EU lifts entry restrictions for travelers from US and other countries, regions

The European Union on Friday decided to gradually ease COVID-19 entry restrictions for travelers from the United States and some other countries and regions as the epidemiological situations there are improving.

The United States, Albania, Lebanon, North Macedonia, Serbia, and China's Hong Kong, Macao and Taiwan were added to a so-called "white list" of countries and regions from which non-essential travel is allowed, the 27-nation bloc announced in a press release.

Australia, Israel, Japan, New Zealand, Rwanda, Singapore, the Republic of Korea and Thailand are already on the list.

At the outset of the pandemic, all EU member states apart from Ireland prohibited non-essential travel, except for in a few circumstances.
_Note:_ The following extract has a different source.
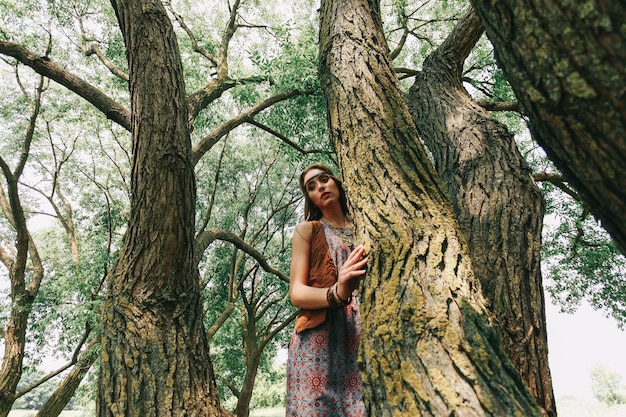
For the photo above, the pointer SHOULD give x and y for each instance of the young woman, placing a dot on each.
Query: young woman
(322, 373)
Non-EU states Norway, Liechtenstein, Switzerland and Iceland also took part in the entry ban.

The change means that people from those countries and regions should have an easier time entering the EU. However, it will still be up to individual member states to decide whether to impose additional requirements, such as a negative COVID-19 test or a mandatory quarantine period.

There is no clear indication so far that a reciprocal U.S. decision easing entry for EU travelers is imminent.

Brussels said earlier this month that it was engaged in negotiations with third countries, such as Britain and the United States, on the mutual recognition of vaccine certificates.

European Commissioner for Justice Didier Reynders said that since the U.S. does not intend to issue a federal vaccination "passport," "we have to think about other kinds of proof for vaccination or recovery or tests, but it must be possible to solve the issue."